La metáfora del álbum circulaba por las agonías de los tres de forma común, pero nunca compartida. Como también eran comunes, y siempre en solitario, las expediciones de fisgoneo por las salas de aquel Pigalle de sus infancias. También por separado. La confianza entre ellos no daba, ni mucho menos, para otra cosa. El uno decía «¿De dónde vienes?». Y el otro respondía «De Huertas». Y este se había pasado la tarde en el taller de vestuario, buscando unos corbatines que hubo de lucir a la fuerza en la fiesta de Navidad de 1984.

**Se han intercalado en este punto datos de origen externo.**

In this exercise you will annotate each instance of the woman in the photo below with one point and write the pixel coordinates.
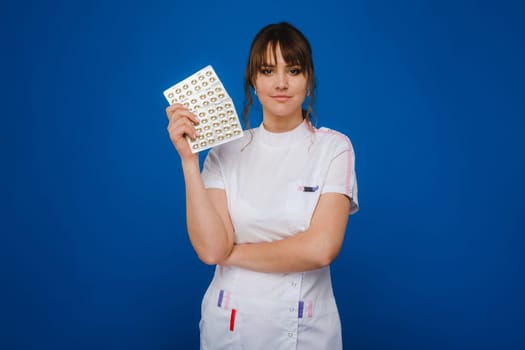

En una de esas expediciones, también Barto se topó con la sala de los discos. Como Crispo, él también sabía muy bien dónde estaba el suyo. Lo pinchó en el tocadiscos como quien ensarta con un palillo una aceituna rellena de memoria. La canción, que el Barto niño no paraba de oír en sus noches de frustración, decía en su estribillo que Domani e un altro giorno. ‘Mañana será otro día’, y con ese eslógan pechaba con su sufrimiento y con tanto desprecio, en aquella fortaleza que había que llamar casa. Era la melodía de su lucha diaria por no creerse del todo los muletazos que le pegaba Ausias, que no se cansaba de darle por tonto. El fondo musical sobre el que Barto se preguntaba qué era lo que estaba haciendo mal, que nunca recibía más que recriminaciones por parte de su padre. El título, que animaba a confiar en despertares de luces nuevas, le reconfortaba de sus agonías. A él se aferraba, confiando en cambios radicales que nunca acabaron de llegar por más que cayeron las hojas de los calendarios.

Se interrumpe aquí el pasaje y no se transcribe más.